Photo credits: Pxhere

"In the United States, management is much more horizontal, remarked Florian Marciniak on an internship at OTCfin, a financial modeling company. With my direct managers, we drink beers, we go to the restaurant, we talk about sports … "

This observation, many French have done while working in American companies. "France is a country where, as a whole, the hierarchical relations are very important and based on a notion of centralization", analysis Manuelle Charbonneau, Franco-American coach in leadership. She spent as much time in France as in the United States. His experience working in both countries allows him to help French or Americans integrate into their new professional environment on both sides of the Atlantic.

According to the expert, personal initiatives in American companies are much more encouraged: "It's called in the United States" empowerment ", a notion that would be closer to the French term of "responsabilisation". As for the proximity between managers and their employees, this creates an emulation within the company. "It makes people want to go upstairs and it allows people from the top to have influence, describes Manuel Charbonneau. Tvery often, in France, the vertical distance between people is reinforced ".

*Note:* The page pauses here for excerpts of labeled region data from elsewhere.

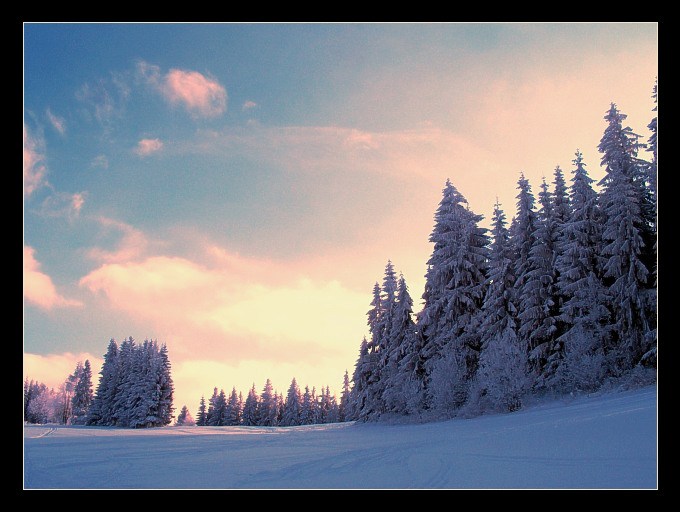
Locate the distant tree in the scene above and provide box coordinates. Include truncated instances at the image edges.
[71,359,94,425]
[281,377,302,427]
[175,405,196,427]
[243,384,260,426]
[338,370,351,422]
[205,386,219,427]
[300,386,316,425]
[196,396,208,427]
[225,387,241,426]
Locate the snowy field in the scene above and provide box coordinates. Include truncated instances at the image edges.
[24,387,657,489]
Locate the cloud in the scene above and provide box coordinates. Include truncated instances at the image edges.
[87,217,149,263]
[80,246,366,362]
[136,61,227,117]
[162,69,227,117]
[90,155,109,169]
[24,354,106,391]
[39,191,86,220]
[24,125,47,197]
[134,139,163,157]
[76,73,131,131]
[24,246,82,310]
[46,108,66,136]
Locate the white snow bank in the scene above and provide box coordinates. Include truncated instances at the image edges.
[24,386,657,489]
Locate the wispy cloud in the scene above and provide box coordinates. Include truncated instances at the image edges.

The American model is very suitable for Florian Marciniak. "There is a friendly team atmosphere. It allows more exchanges. This makes us more productive because we have less apprehension to talk to a manager, it's much more natural. " Same observation for Clémence Morillot, internship in a search engine company. "It's very user-friendly, you can really talk to anyone."

Some, like Alexandre LiMandri, real estate agent based in Los Angeles since 2005, is not always comfortable with this proximity. "It is often said that Americans are wrong, it is true in the work. People will be cooler, more comfortable, smile and talk to everyone. But as soon as the door is closed, it's "you fired me that one". This more relaxed side is only appearance. "

Valentin Jenny shares this observation. In a New York bank for a year-and-a-half, he was struck by the way his superiors return him. "MThe managers always tell me the right things first, with a lot of superlatives – "it's great what you do, it's great" – and they spend improvement points last. " This work initially suited him, reinforcing his motivation, but he soon felt uncomfortable with so much enthusiasm. "VSIt gives me the impression that people will more easily give a truth a little sweetened. It does not make me want to get closer to the colleague in question. "

This reflection does not surprise Manuelle Charbonneau, who considers this lack of critical feedback as an American weakness. "We are here in a culture of coaching, development and encouragement, including with children, to which we will tend to give feedback more closely, she says. It requires adaptation but it is also an ability to read between the lines.